Endovascular thrombectomy with or without intravenous thrombolysis in large-vessel ischemic stroke: A non-inferiority meta-analysis of 6 randomised controlled trials

Vascul Pharmacol. 2023 Jun:150:107177. doi: 10.1016/j.vph.2023.107177. Epub 2023 Apr 26.

Abstract

Background: It is unclear whether thrombectomy alone is non-inferior to thrombectomy with intravenous thrombolysis in patients with acute ischemic stroke due to large-vessel occlusion.

Purpose: To perform a comprehensive, trial-level data, non-inferiority meta-analysis of randomised controlled trials comparing endovascular thrombectomy with and without intravenous thrombolysis in patients with ischemic stroke due to large-vessel occlusion of anterior circulation.

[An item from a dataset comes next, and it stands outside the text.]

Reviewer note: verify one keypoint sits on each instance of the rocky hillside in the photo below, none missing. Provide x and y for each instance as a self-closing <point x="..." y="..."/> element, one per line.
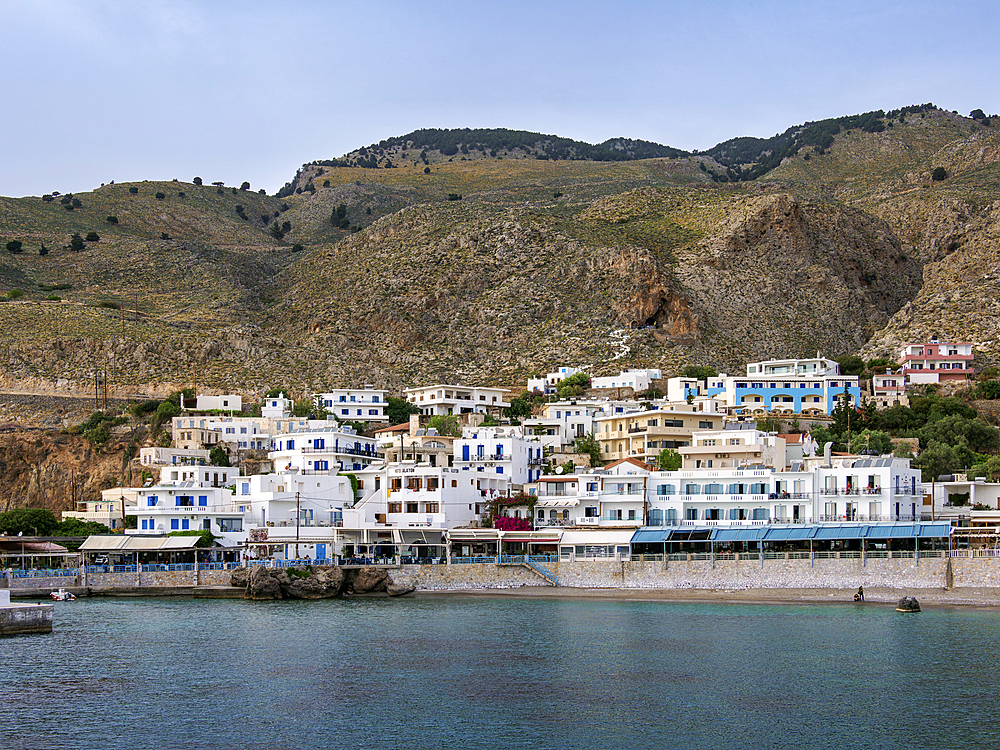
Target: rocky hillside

Methods: The prespecified primary efficacy outcome was functional independence, defined as a modified Rankin scale (mRS)score of 0 to 2 at 90 days. The two prespecified non-inferiority margins were risk differences of -10% and - 5%. The study was registered in PROSPERO (CRD42022361110) and conducted according to PRISMA guidelines.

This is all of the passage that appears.